Tuesday, September 19, 2006

Interpretable NPCs

Is it possible to give players various degrees of control over the personalities and choices of NPCs?

That question was sparked by my comment in the last blog about novel readers typically having some room for interpretative preference. For example, I just read Frankenstein for a college literature course, and there was debate about the personal nature of Frankenstein's creature. Often, the ability of readers to reasonably interpret a character or action in different ways represents a failure on the author's part. Sometimes, authors want their readers to have great freedom, yes, but all authors should be in the tightest possible control of their story's interpretive possibilities.

Likewise with games. The designer should design their characters and events either so they may be perceived in only one way or so they may be perceived within a controlled range of possibilities.

But that should be old and obvious theory. The bigger question is how might we provide players more interpretative control over NPCs and events? and (the true Frankensteinian question) should we? How might such a system benefit the gameplay?

Something I commonly hear from audiences of movies which have been adapted from novels is, "[such-and-such] didn't look at all like I pictured it". Generally, in this regard, game designers are limited in the same ways as film directors; it's a visual story, so we can't avoid defining the audience's visual experience.

But that's only generally true. Hitchcock, Spielberg and other great directors have commonly hidden characters (human or non) from the audience until the last possible window, or even indefinitely. Sometimes the audience is offered skewed or momentary glimpses, like in Jaws or Predator. Other times, the figure is hidden until the end, like in Alien.

Similar effects have been used in games that are very linear and view-limited (Resident Evil, Eternal Darkness), but the practice should be seized by open RPGs and MMOs as well. Players can be given only shadows and voices (yes, it's ok to force your player to listen to the game, and not just watch it). Camouflage is possible with current technology.

Usually, the best method of this, in my opinion, is footprints. Make a character or event's existence known only through hints at a presence where now there is only an absence.

How about giving players impact over A.I.? I've seen faction score's affect an NPC's behavior toward the player. I've seen dialogue do the same. I haven't seen an NPC change some part of its lasting personality or lifestyle based on player actions.

It doesn't have to be big to make a meaningful impression on the player.

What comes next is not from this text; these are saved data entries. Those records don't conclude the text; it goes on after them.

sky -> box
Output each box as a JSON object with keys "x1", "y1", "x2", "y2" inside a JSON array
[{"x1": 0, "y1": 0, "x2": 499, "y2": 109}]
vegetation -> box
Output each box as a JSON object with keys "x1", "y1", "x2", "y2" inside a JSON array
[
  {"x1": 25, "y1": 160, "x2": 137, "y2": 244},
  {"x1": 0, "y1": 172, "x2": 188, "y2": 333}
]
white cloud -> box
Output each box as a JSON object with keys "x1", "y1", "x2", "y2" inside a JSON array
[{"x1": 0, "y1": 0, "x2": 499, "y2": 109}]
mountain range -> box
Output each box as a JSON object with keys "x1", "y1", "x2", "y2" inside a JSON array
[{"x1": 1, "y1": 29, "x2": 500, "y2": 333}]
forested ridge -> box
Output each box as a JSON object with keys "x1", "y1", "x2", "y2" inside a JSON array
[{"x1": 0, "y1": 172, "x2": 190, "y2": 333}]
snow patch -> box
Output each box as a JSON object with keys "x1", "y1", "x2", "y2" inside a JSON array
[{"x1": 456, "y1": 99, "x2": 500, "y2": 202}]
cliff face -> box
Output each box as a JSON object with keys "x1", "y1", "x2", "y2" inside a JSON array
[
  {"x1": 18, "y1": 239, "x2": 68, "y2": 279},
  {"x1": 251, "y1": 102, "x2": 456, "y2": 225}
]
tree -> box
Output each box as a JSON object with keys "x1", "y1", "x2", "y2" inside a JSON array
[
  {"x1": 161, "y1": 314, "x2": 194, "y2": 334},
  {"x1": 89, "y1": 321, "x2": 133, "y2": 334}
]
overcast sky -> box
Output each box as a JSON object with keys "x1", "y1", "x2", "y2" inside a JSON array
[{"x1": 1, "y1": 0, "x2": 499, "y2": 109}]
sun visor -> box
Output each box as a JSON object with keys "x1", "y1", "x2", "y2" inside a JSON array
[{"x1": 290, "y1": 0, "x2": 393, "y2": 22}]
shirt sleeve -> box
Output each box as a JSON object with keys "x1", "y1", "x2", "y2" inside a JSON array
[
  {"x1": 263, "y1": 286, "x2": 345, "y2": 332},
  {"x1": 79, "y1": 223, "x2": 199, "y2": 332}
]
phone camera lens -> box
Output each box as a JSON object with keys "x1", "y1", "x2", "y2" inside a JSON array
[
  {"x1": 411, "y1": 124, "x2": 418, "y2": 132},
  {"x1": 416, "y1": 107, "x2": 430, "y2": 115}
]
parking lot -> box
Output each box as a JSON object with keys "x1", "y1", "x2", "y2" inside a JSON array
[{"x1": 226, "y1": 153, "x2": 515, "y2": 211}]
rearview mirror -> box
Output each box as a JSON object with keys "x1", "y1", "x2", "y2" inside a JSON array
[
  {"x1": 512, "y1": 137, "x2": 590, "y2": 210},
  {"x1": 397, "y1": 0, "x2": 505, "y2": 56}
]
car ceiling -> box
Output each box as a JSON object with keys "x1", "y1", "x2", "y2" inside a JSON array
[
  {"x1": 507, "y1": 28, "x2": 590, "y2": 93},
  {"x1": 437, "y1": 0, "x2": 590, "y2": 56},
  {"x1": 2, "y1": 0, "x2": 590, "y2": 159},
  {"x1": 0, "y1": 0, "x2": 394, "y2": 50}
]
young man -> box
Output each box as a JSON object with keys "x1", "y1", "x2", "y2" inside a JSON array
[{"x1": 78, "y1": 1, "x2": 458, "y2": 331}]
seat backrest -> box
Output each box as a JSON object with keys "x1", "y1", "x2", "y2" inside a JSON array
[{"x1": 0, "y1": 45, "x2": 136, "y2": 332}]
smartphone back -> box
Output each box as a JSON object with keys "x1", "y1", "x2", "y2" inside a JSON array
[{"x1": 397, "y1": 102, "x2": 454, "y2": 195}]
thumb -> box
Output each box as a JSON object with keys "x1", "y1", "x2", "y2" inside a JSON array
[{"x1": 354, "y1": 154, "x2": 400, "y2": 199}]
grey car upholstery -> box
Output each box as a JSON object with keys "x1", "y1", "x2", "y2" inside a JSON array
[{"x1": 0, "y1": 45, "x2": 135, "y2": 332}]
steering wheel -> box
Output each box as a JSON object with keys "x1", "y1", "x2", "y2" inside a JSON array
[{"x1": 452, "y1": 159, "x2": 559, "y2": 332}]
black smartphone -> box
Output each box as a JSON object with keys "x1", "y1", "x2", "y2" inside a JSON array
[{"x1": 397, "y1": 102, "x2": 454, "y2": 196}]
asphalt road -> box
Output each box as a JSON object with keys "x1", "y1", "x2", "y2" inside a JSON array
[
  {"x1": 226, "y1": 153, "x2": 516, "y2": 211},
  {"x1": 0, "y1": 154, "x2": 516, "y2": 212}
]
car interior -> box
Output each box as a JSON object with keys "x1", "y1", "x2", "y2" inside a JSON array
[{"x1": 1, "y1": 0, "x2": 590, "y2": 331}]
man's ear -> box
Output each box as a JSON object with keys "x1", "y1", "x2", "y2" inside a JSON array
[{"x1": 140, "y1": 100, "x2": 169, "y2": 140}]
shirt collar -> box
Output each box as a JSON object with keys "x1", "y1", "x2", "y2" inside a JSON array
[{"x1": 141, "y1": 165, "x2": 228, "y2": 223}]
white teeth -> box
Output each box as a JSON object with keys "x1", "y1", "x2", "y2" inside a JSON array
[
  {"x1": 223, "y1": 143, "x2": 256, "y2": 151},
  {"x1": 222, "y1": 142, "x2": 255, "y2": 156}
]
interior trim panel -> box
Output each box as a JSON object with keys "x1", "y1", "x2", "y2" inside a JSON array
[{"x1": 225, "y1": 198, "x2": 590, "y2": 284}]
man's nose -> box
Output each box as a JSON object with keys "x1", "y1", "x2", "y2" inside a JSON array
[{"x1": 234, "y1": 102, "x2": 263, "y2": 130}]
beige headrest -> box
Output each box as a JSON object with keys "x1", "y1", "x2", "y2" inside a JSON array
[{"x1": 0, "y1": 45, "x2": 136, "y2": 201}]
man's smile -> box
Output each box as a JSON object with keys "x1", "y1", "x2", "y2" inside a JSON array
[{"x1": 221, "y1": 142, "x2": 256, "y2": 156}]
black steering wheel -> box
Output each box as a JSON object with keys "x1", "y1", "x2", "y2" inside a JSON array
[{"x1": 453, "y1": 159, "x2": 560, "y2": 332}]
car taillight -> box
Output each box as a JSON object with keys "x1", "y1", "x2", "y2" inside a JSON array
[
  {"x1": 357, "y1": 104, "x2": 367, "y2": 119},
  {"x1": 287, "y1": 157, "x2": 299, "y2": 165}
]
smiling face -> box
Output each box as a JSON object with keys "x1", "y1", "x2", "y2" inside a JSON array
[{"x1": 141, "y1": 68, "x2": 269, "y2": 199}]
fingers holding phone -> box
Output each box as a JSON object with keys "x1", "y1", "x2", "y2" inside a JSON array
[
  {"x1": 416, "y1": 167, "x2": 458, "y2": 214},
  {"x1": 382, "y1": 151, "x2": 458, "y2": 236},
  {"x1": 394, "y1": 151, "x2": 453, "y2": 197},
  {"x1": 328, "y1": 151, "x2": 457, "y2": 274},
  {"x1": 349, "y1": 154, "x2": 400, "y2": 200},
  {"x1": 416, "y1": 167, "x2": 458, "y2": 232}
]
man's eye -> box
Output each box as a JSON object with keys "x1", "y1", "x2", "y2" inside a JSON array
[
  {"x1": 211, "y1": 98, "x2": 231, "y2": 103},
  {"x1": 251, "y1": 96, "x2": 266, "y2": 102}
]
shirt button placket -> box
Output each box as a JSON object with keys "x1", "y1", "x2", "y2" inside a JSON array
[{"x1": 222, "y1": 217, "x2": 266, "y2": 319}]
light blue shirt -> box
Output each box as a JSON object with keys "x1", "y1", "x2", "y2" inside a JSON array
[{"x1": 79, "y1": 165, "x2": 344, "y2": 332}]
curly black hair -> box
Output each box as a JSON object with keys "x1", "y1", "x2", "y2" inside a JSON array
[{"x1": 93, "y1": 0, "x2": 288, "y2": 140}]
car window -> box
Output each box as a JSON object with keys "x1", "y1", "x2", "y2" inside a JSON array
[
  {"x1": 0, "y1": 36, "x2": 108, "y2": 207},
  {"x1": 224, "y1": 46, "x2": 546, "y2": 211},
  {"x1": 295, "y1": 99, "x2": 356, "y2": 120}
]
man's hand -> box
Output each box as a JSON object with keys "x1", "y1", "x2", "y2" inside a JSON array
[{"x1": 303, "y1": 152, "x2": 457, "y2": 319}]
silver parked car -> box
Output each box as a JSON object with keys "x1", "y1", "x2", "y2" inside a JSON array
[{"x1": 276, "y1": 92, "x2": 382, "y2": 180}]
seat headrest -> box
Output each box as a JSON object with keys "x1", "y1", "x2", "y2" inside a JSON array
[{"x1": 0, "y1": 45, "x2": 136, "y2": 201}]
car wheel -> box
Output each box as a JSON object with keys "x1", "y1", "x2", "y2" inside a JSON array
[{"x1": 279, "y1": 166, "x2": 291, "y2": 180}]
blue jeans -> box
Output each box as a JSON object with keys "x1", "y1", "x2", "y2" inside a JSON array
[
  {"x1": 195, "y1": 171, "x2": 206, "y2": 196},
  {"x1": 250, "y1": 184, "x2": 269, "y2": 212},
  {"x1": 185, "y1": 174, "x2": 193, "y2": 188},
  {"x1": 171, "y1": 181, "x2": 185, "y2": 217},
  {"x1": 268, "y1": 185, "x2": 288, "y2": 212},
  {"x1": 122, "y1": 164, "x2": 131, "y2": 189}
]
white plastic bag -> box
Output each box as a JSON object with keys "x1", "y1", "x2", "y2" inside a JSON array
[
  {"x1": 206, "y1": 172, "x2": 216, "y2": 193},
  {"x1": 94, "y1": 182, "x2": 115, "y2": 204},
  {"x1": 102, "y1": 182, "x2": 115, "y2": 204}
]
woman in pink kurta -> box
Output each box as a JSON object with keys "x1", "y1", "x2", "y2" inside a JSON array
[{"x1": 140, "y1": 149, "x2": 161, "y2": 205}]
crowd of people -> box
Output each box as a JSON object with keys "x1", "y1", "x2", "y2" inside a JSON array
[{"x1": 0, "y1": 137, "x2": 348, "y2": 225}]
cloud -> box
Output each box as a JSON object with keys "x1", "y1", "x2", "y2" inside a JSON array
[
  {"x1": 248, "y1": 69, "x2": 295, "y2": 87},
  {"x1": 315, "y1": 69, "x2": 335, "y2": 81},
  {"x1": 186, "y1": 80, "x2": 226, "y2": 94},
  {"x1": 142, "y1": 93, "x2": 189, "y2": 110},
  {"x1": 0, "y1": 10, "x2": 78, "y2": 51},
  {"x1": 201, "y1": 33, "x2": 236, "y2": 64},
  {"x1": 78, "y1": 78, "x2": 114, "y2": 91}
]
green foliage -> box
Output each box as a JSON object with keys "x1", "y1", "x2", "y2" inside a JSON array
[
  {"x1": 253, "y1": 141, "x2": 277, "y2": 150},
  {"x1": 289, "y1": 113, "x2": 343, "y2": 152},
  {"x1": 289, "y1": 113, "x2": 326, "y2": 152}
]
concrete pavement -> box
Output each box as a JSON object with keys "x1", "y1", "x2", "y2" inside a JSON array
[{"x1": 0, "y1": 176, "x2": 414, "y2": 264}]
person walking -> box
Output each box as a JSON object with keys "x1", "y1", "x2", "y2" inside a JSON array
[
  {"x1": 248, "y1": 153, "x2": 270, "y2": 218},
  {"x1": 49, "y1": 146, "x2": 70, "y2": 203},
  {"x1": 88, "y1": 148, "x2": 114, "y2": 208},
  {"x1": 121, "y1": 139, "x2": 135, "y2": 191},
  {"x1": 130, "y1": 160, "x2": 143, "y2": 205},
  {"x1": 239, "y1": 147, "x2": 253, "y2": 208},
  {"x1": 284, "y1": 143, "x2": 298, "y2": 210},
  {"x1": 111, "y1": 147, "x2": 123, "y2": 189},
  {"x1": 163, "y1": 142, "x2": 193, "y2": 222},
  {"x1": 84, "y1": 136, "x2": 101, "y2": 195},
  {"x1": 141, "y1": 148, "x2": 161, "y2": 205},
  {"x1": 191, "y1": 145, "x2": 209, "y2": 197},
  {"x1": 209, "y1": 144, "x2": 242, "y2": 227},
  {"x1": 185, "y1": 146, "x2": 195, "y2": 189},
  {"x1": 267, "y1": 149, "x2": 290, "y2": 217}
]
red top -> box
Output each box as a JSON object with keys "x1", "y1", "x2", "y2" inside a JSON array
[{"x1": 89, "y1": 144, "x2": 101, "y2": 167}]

It might be as simple as the NPC's weapon or clothing preference.

Ex: The player saves a boy's mother from some thugs, after which he cheers the player excitedly as a personal hero. The player chooses to offer the boy his helmet. The boy jumps with glee, accepts the helmet and may be seen evermore wearing his hero's helmet.

Ex: The player succeeds in a one-shot attempt to convince an NPC that the player's faction (or even favorite in-game sports team; jousting?) is the coolest. The NPC can then-after be seen wearing some cloth or bearing some flag with the emblem of that faction. If this is a multiplayer game, like an MMO, players of opposing factions would later have their own one-shot attempts at converting the NPC away from the first player's faction and toward their own. Any real-world sports fan knows that just seeing the emblem of your team or an opponent can draw a loud "rock!" or "boo!". Speaking of which, Roll Tide! ;)

The tougher challenge (infinitely moreso, it seems, for an MMO or other multiplayer game) is giving players some impact over the story-related decisions of NPCs and accounting for even a small number of ripple effects. It's cool if I can convince an NPC to alter his or her behavior. It's cooler if altering that character's actions draws the attention of other NPCs and affects their decisions. And it's cooler still if I can change an NPC's personality (pattern of behavior...for this purpose), affecting future actions of that character.

Reversibility is a common problem here. Players often have the ability to reverse the affect they've had on an NPC, like earning back faction they lost just as easily as they earned the faction the first time. This is a point in which many gamers desire realism. Some NPCs should be quickly recoverable, some slowly recoverable, and some not recoverable at all.

1 comment:

  1. There are two dynamics I you seem to be alluding to here. The first is an AI driven social dynamic, interfaced with dramatic verbs that involve dealing with relationships. The second is a collaborative storytelling technique that uses mutltiple players, often quite a lot of them collectively as a population, to affect a fiction that is hinted at. I'm trying to make the first kind of game happen, and ARGs and online phenomena like lonelygirl15 are examples of the latter.